The company’s outlook is positive news for Iraq’s government whose oil policy has been damaged by news that Exxon Mobil Corp. will pull out of a major oilfield project and shift its attention to the country’s autonomous Kurdistan region.
Majnoon, one of the OPEC member’s major fields, started a shutdown in June for maintenance and to bring new production facilities online.
Under the Majnoon development plan for 2013, Shell has submitted a budget of $1.384 billion as a “total recoverable cost” for field development, a copy of the programme obtained by Reuters showed.
Operations at the field are expected to resume in the first quarter of 2013 with output of 44,600 bpd and 50,200 bpd in second quarter. Shell is targeting 201,700 bpd output there in the third quarter and 202,700 bpd in the fourth.

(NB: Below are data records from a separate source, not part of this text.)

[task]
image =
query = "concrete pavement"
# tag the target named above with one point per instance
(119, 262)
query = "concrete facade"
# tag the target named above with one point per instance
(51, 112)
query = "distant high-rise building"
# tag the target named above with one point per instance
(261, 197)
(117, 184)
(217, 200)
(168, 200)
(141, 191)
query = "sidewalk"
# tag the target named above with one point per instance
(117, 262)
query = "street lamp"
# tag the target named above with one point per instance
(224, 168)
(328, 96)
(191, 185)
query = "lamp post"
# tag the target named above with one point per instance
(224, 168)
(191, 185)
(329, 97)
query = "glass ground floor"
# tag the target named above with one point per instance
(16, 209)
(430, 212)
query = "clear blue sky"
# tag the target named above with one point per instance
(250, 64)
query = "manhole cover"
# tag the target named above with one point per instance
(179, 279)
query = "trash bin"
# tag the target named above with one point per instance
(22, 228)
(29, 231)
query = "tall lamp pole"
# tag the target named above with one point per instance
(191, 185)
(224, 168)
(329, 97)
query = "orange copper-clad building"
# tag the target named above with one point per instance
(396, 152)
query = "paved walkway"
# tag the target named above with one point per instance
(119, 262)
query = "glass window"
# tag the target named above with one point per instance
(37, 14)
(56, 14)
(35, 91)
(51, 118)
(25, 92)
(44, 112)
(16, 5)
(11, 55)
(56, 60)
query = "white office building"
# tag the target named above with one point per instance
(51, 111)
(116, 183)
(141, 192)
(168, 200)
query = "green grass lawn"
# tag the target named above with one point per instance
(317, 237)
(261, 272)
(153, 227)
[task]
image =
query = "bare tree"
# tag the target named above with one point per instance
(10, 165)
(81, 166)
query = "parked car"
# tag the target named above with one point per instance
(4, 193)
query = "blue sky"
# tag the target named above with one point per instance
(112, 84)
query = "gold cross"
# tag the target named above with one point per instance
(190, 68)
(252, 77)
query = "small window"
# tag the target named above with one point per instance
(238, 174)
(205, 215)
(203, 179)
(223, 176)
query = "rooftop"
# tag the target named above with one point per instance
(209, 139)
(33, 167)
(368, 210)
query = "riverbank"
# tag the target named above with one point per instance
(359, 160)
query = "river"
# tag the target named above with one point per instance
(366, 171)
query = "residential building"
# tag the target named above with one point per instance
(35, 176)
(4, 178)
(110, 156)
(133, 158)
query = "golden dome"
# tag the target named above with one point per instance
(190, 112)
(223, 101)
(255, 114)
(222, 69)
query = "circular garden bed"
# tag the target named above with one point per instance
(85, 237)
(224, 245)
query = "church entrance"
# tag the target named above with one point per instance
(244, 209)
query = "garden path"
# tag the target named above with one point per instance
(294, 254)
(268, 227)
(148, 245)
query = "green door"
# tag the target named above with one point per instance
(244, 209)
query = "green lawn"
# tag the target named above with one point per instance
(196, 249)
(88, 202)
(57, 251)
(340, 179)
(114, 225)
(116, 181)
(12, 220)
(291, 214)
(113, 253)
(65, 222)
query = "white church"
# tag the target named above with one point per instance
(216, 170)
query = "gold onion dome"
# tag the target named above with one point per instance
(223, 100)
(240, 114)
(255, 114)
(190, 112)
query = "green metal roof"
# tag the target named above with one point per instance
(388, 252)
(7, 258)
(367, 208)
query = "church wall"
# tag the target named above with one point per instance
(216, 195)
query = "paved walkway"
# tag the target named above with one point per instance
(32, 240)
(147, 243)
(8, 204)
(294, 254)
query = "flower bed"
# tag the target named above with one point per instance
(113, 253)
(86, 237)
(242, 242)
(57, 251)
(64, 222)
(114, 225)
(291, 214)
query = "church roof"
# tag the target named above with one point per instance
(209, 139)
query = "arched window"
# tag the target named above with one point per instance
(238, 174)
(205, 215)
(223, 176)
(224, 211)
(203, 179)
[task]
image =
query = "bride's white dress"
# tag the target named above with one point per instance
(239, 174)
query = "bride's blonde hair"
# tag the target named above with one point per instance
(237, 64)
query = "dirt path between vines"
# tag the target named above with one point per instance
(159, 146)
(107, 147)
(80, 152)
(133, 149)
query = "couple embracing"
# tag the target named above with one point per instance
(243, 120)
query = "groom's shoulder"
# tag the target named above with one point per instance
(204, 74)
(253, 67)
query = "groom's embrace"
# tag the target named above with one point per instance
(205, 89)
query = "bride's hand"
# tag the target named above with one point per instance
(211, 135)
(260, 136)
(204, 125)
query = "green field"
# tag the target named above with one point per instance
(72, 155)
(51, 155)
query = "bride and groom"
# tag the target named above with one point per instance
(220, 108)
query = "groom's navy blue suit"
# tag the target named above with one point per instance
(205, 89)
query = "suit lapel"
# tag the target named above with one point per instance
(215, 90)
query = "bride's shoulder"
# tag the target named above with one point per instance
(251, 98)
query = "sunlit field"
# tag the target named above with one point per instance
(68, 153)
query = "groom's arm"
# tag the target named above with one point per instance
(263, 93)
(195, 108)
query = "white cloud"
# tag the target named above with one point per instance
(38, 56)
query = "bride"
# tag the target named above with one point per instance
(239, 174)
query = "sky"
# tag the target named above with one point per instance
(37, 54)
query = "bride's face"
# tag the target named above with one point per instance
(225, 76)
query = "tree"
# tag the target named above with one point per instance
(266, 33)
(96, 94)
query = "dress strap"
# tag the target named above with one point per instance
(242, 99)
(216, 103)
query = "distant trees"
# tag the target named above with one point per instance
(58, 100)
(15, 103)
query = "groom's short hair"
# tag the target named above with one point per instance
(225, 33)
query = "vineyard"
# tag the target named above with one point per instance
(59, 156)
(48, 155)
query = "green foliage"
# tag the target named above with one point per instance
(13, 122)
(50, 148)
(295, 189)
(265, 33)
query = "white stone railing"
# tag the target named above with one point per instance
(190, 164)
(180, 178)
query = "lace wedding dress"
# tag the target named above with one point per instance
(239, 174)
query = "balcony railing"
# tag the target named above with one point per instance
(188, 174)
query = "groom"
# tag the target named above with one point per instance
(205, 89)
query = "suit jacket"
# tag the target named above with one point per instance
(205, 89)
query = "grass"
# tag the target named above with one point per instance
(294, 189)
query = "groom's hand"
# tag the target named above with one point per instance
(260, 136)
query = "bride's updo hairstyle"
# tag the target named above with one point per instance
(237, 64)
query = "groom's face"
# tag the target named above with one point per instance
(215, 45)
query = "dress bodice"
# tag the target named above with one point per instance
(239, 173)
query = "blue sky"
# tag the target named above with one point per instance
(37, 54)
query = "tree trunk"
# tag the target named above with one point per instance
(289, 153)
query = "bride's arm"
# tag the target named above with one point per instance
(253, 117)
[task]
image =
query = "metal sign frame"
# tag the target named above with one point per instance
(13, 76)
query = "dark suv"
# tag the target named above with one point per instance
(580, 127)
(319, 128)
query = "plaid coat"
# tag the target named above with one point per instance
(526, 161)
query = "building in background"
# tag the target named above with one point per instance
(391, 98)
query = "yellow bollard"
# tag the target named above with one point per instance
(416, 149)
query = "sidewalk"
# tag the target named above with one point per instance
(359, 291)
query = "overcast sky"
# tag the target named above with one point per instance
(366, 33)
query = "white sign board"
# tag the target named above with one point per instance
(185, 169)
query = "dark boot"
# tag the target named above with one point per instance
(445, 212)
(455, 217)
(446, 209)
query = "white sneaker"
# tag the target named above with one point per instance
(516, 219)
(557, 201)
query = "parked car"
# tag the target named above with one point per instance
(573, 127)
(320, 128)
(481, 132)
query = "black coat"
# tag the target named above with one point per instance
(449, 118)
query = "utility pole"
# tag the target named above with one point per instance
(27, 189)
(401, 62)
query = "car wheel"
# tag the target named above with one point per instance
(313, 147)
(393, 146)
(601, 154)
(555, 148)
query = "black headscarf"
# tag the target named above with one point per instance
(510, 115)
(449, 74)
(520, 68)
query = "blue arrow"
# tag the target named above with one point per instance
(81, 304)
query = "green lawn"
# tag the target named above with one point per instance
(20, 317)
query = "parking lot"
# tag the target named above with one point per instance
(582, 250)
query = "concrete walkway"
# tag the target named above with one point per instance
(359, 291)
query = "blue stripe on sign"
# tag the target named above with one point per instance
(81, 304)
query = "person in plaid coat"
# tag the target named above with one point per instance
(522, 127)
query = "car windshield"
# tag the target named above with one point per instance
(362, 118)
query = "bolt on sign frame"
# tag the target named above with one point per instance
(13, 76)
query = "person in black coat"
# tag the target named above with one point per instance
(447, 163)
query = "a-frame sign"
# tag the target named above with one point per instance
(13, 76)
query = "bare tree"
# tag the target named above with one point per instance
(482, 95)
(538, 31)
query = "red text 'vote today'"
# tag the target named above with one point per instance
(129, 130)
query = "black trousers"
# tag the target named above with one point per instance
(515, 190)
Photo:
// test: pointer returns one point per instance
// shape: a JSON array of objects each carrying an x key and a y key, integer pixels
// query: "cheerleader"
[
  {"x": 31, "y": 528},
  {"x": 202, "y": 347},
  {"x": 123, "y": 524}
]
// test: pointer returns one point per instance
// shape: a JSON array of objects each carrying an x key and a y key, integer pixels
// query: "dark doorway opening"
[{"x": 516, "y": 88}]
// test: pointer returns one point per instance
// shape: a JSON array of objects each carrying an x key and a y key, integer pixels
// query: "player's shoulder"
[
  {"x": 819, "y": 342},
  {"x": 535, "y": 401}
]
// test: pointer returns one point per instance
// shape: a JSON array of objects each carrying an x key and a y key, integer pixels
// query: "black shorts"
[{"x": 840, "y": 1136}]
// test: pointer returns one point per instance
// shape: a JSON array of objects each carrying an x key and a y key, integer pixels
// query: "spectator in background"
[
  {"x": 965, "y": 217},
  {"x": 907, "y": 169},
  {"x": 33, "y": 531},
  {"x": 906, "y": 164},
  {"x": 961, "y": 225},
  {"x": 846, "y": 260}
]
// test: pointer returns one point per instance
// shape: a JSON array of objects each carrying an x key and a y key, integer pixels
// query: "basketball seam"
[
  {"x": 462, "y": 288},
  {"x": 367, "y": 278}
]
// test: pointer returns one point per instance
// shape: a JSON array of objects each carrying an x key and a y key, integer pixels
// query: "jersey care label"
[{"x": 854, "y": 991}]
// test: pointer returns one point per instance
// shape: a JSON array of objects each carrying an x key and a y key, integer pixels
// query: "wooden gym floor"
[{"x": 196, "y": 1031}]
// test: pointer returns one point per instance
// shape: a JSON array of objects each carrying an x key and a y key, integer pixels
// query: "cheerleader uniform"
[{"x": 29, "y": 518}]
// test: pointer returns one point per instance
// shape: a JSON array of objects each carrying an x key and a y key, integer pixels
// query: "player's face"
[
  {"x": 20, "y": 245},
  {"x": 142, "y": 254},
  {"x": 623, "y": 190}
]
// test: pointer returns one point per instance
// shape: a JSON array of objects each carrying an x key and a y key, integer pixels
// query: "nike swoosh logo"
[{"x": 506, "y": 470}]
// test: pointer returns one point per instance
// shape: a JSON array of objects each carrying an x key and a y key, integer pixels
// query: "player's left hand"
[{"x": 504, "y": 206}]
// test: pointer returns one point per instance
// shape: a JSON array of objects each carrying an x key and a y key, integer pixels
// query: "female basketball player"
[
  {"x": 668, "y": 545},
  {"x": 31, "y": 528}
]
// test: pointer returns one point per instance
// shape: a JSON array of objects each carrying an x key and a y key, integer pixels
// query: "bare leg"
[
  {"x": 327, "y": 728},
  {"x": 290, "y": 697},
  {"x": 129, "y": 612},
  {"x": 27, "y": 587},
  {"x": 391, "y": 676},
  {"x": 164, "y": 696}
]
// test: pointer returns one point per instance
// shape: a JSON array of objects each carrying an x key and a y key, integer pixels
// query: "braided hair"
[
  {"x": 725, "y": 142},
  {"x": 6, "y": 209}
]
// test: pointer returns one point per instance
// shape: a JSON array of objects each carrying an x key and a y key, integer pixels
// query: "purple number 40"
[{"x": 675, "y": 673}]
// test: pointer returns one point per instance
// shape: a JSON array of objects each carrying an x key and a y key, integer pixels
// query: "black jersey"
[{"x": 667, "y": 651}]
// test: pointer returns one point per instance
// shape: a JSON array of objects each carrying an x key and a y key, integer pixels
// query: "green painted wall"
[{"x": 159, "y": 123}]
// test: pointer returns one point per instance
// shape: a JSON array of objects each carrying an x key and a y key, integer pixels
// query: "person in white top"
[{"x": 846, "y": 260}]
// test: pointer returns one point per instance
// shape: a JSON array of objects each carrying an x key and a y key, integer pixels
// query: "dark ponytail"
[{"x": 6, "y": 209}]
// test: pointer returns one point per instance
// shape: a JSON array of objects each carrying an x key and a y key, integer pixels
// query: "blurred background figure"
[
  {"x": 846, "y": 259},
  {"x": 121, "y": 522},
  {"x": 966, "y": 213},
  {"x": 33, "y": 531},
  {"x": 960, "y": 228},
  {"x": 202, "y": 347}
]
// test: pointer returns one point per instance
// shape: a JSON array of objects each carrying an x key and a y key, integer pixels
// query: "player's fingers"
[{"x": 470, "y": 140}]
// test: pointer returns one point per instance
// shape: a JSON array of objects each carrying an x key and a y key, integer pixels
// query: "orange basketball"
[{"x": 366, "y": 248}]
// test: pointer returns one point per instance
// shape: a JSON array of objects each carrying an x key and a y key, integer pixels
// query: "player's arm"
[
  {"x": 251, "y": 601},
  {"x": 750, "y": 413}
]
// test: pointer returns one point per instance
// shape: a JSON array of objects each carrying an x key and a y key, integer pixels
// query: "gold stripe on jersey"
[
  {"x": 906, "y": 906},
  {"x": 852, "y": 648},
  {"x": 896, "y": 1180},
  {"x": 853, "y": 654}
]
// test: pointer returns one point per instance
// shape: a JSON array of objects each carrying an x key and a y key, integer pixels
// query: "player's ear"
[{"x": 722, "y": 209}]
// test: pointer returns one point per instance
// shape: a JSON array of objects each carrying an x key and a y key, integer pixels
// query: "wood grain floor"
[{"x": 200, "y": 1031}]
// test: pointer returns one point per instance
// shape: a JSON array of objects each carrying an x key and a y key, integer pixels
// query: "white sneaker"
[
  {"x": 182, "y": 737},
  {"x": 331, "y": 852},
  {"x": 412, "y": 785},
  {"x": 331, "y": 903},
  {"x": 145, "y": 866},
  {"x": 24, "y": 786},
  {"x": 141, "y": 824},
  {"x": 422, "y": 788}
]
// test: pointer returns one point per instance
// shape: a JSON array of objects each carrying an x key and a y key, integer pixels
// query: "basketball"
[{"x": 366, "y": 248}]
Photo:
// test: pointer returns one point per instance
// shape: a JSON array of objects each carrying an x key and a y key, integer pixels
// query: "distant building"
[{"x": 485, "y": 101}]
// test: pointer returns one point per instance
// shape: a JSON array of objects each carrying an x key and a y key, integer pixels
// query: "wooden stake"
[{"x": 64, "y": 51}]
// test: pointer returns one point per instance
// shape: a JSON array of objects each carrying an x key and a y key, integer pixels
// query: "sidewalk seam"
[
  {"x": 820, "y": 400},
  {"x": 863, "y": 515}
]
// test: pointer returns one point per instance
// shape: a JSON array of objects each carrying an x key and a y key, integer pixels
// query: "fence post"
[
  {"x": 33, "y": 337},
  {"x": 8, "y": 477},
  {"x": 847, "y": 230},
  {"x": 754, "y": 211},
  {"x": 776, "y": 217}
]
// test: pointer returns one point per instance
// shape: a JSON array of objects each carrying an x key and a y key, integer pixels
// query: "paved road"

Shell and minority partner Petronas of Malaysia, won the Majnoon service contract by promising to boost the largely undeveloped field to 1.8 million bpd for a fee of $1.39 a barrel, though it started talks with Baghdad this year to reduce the target at the super-giant field to 1 million barrels per day.
Under the contract the consortium should reach a 170,000 bpd output - its so called First Commercial Production level - to trigger it to retrieve investment costs.
“The scope of work for First Commercial Production involves following key elements: production optimisation from the existing well stock, drilling of 18 new wells and de-bottlenecking and upgrading of existing facilities,” the Majnoon development programme showed.
Production at the field was around 45,000 bpd when Shell took over in 2010. Shell has since spent around $1 billion, and planned to invest another $1 billion in 2012.
The programme said that at the end of this year 14 wells would have been completed and this process would replace existing wills contaminated with water.
“By the end of 2012, 14 wells are expected to have been completed, including 3 wells to be drilled by a Schlumberger rig, thereby offsetting wet production wells in the existing well stock,” the development program showed.
The 12.6 billion barrel Majnoon field is one of the main fields alongside Rumaila, West Qurna Phase One and Zubair, that Iraq is developing with foreign companies in the south of the country as it recovers from years of war and sanctions.